Ryan gasped for breath, feeling the sweet relief of giving into the pressure and drawing looks from the others. “Sorry,” he said, between wonderful breaths. “Still not used to not breathing.”
“Took me a good century,” Anansi said reassuringly, “at least when I was in air. Underwater or in space, however-“
They didn’t get to hear what that however was. The doorway to the entrance, nearly a mile back, slammed shut with a resounding thud that shook the floor even here.
“That’s not ominous,” Ryan said. The tension of the walk had left him a bit giddy, and he fought back a nervous laugh.
Athena was squinting down the hallway towards the closed door. “Everyone get behind me,” she muttered, and without waiting for a response she twisted her hands and wove a wall of air that rose up before curling over into a crescent, the points facing away from the group.
Seconds later, a wall of glass dust, propelled by that slamming door, hit the wind and was pushed back down the hallway. She didn’t bother to take it down afterwards.
“Huh,” Crystal said, “That explains why they were skeletons. Without much bacteria, I was wondering how they got worn down to nothing.”

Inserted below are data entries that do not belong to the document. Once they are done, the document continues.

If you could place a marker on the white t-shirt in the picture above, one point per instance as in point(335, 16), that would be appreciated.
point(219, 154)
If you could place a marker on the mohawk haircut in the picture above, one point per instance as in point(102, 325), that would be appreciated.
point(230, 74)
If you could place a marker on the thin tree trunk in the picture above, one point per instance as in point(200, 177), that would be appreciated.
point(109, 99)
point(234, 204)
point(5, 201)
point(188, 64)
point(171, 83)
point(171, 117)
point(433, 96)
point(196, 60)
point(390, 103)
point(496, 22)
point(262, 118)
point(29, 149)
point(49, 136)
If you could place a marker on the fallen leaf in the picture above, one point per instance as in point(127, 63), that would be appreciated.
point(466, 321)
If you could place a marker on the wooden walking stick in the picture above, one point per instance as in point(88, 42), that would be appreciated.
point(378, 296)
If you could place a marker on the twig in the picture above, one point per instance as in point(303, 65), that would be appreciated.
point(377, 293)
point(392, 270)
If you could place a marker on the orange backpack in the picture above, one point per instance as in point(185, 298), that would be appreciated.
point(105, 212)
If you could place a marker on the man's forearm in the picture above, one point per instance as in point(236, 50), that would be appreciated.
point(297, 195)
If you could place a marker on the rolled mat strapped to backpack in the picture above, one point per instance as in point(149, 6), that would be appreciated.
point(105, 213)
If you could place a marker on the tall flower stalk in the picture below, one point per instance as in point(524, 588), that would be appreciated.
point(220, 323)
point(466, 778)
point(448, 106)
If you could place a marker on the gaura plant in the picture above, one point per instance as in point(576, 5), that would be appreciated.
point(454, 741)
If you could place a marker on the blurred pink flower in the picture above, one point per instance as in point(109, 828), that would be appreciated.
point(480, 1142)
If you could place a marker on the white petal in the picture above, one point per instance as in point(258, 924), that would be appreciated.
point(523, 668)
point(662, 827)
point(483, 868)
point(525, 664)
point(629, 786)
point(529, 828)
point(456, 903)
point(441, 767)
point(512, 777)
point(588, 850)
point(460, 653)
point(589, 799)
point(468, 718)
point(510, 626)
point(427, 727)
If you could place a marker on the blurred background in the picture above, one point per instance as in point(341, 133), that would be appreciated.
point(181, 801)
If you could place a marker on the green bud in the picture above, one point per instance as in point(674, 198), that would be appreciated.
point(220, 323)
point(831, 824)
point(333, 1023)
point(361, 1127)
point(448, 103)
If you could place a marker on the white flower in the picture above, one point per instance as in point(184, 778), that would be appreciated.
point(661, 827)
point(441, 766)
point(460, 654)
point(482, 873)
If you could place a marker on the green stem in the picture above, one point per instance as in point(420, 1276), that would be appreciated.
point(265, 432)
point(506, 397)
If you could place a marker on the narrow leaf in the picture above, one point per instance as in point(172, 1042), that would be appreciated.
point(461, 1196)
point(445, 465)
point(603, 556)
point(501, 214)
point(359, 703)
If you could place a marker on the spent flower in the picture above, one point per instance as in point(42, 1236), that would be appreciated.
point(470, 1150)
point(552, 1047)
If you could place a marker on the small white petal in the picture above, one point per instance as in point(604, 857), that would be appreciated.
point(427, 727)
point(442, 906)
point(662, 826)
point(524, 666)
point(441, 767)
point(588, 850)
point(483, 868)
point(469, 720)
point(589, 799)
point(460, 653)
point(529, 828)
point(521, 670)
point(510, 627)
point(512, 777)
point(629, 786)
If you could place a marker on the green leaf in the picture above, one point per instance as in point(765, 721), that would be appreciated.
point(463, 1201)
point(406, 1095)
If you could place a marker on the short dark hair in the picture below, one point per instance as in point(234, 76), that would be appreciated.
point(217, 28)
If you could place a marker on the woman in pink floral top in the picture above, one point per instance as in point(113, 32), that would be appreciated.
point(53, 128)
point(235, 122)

A skull chose that moment to hit Athena’s wind wall, where it began to tumble in place like a leaf. Ryan started to laugh as it did. The scene was so ludicrous, and combined with the giddiness of finally breathing again, he couldn’t help it. Athena gave him a concerned look. “Have you gone mad?”
He shook his head, getting the laughter under control. “Oh, come on,” he said to the group. “It’s just floating there, like…it’s staring at…us…”
Another skull had joined the first, and it was followed in seconds by ten more, making a full dozen of laughing skulls floating in the air wall Athena had erected. Vertebrae followed them, weaving together to connect the skulls on serpentine necks back to a block of rib cages. Femurs and tibia and fibula followed to form a pair of arms and legs, each with several elbows and knees and twice as long as any of the gods were tall. Armor and weapons from the hallway joined the rush, welding themselves together into a hodge-podge mace.
The osseous monstrosity rose to its feet and let out a sound like the death-rattle of a roar.
“Sorry I laughed,” Ryan muttered as he raised his sword.